A fourth, rosemary chicken breasts and warm spinach salad with bacon, bore a striking resemblance to a similar recipe by Rachael Ray.

By midmorning, the McCain campaign had taken all seven recipes off the Web site and was pointing a finger at an intern who, tasked several months ago with contacting Mrs. McCain’s staff for favorite McCain recipes, had prowled the Internet instead.

“The intern has been dealt with,” said Tucker Bounds, a campaign spokesman, who declined to provide details. Nonetheless, Mr. Bounds said, “we took away his zero pay.”

“Farfallegate” was first reported Monday night by David Weiner on The Huffington Post Web site after he was alerted by Lauren E. Handel, a New York environmental defense lawyer. Ms. Handel, an avid cook, had plugged ingredients into an Internet search engine, looking for a recipe for dinner on Sunday night, and found that the Food Network and McCain sites popped up at the same time.

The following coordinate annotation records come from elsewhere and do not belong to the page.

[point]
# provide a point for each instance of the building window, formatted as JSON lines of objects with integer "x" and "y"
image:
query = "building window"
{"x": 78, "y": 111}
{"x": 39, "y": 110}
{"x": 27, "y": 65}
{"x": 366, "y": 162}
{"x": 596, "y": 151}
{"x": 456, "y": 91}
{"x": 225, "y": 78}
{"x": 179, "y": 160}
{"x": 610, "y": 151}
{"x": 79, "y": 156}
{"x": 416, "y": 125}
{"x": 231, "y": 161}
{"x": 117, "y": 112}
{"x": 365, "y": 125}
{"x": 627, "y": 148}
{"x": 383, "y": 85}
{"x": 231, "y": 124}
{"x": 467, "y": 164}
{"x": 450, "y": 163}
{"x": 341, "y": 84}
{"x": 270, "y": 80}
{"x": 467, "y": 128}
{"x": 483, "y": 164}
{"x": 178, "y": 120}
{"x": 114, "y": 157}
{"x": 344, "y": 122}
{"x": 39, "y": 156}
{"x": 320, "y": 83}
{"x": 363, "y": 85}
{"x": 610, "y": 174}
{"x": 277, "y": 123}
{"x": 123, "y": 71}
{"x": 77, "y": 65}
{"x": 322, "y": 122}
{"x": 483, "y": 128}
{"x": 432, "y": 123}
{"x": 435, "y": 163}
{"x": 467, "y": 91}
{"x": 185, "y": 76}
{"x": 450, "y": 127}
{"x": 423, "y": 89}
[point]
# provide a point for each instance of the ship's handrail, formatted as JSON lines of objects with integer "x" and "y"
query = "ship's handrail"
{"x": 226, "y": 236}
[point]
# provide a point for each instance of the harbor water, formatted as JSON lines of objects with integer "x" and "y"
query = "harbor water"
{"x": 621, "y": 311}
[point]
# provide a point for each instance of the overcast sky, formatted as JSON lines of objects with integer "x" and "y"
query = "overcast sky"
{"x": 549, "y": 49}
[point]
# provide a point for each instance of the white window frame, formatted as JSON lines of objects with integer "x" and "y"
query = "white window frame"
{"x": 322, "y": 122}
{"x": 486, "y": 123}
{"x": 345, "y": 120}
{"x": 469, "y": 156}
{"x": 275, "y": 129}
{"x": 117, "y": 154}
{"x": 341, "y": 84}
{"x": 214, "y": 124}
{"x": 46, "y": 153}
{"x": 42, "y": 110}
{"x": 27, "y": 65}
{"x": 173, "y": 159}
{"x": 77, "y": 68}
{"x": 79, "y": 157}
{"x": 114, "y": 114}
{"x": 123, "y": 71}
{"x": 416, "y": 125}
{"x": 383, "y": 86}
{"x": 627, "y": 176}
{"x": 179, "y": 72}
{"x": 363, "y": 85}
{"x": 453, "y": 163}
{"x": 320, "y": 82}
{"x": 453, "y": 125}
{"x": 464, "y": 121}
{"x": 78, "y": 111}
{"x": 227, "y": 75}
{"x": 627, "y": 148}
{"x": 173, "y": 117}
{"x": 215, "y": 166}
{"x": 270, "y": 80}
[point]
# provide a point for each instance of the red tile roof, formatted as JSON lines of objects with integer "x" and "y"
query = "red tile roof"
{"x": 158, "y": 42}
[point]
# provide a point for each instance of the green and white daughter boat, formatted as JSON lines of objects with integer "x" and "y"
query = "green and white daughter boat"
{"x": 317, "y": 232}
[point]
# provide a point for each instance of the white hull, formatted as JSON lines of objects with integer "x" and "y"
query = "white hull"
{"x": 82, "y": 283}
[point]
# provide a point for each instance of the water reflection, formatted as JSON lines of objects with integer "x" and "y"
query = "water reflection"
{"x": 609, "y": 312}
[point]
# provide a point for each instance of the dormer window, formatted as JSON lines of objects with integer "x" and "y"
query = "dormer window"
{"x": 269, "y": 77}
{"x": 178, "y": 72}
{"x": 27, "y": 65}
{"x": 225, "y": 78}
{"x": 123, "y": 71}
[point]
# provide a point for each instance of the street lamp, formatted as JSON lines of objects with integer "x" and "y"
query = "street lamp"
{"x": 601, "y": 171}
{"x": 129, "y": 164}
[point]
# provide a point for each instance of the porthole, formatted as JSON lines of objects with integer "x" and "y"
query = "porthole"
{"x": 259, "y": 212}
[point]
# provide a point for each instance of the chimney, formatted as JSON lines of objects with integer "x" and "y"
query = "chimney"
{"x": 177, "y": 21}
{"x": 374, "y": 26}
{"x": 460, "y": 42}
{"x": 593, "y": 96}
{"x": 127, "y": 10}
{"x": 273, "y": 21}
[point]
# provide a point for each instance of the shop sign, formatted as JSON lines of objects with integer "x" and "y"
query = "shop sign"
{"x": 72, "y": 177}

“I thought, This is weird, John McCain has a recipe for pasta with sausage and peas,” Ms. Handel said in a telephone interview. Curious, she began investigating and discovered the lifted recipes. She mentioned the episode on Monday morning to one of her law partners, who happened to be Mr. Weiner’s father. The mousse soon exploded.

A spokeswoman for the Food Network, Carrie Welch, said late Tuesday that the network had no comment, but Ms. Ray was more talkative. “My recipes are supposed to be accessible to everyone — interns, students, senators and families alike,” Ms. Ray said through a spokesman, Charlie Dougiello. “I personally find it flattering when anyone cooks my food.” Ms. Ray, a Democrat, then invited both McCains to share recipes on her show.

Also on Tuesday, the Wonkette site posted a recipe, “Cindy McCain’s 3-Minute No-Bake Cookies,” which appeared in the December 2007 issue of Yankee Magazine and was identical to a recipe from Quaker Oats. Mr. Bounds said he would look into it.

In the meantime, The Huffington Post reported that the passion fruit recipe had appeared under Mrs. McCain’s name in the Jan. 16 issue of The New York Sun, in an article that also included a recipe from Michelle Obama (apple cobbler) but not one from the spouse of the other Democratic presidential candidate. The article did include Hillary Rodham Clinton’s recipe for oatmeal chocolate chip cookies.

By the end of the day, Mr. Bounds said that the McCain campaign was busy revising the recipe section of the Web site, and that Mrs. McCain liked to cook lemon chicken and beef stew.